= Australian cricket team in Pakistan in 1959–60 =

International cricket tour

The Australian national cricket team visited Pakistan in November and December 1959 and played a three-match Test series against the Pakistani national cricket team. Australia won the Test series 2–0. Australia were captained by Richie Benaud and Pakistan by Fazal Mahmood.

==Eisenhower's visit==
Day four of the Third Test in Karachi was notably attended by U.S. president Dwight Eisenhower, who was visiting Pakistan at the time. Eisenhower, who was accompanied by Pakistan's president Ayub Khan, became the first American President to watch Test cricket. According to Arunabha Sengupta, the day proved challenging for Pakistan who managed just 104 runs for the loss of five wickets, with Hanif Mohammed putting up the lone resistance against Australian bowlers.

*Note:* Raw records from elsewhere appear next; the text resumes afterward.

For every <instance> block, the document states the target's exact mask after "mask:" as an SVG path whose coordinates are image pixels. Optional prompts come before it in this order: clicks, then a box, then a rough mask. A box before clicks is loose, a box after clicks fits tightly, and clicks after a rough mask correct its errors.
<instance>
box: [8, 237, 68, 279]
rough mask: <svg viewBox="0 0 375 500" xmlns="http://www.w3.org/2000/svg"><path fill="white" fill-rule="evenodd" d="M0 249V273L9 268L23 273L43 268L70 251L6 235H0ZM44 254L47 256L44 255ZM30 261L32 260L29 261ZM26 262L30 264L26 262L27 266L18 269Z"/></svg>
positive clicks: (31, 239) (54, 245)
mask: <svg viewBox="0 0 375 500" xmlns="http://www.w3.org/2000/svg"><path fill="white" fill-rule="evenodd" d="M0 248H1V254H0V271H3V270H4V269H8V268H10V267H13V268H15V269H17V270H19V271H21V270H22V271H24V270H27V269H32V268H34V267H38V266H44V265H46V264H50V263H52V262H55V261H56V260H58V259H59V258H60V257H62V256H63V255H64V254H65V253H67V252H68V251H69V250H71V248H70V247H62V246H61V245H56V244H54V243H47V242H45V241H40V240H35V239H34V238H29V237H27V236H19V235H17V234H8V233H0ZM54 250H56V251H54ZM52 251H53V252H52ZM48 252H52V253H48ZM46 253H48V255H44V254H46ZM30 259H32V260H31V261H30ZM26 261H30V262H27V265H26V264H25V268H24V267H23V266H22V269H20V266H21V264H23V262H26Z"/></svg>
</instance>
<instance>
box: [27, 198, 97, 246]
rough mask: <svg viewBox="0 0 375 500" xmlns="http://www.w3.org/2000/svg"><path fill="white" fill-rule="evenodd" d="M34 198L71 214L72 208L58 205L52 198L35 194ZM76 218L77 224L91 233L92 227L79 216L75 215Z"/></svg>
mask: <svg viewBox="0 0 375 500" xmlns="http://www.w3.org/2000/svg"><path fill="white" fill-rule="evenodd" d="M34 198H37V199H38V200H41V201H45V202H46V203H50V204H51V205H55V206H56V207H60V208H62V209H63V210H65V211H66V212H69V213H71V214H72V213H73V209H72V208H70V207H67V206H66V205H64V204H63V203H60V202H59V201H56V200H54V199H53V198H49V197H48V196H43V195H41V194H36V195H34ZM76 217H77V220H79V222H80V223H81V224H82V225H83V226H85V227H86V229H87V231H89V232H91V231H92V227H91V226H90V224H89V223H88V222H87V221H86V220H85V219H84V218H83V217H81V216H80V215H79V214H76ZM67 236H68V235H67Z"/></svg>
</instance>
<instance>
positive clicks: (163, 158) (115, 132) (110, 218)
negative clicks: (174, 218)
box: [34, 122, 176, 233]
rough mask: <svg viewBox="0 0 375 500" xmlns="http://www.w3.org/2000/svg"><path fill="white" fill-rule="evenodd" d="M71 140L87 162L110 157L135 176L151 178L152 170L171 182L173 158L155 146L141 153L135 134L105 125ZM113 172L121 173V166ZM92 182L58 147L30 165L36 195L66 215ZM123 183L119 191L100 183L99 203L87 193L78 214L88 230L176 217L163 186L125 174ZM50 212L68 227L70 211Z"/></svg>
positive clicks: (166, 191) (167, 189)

The U.S. President, who was seen "cheering the rare attacking strokes" and applauding every "decent effort in the field", used the occasion for cricket diplomacy – signing a cricket bat and sporting a Pakistan blazer. When Australian captain Richie Benaud saw Eisenhower wearing the blazer, he jokingly remarked: "Mr President… you have joined the other camp."

The Karachi Test and the First Test in Dhaka were played on matting pitches. Benaud and the Australian team's manager, Sam Loxton, took the opportunity when meeting the two presidents to plead that Pakistan abandon matting pitches, as the standard of play on matting was inferior. Ayub Khan subsequently decreed that Pakistan's Tests would in future all be played on turf pitches, so the Karachi Test was the last anywhere to be played on matting.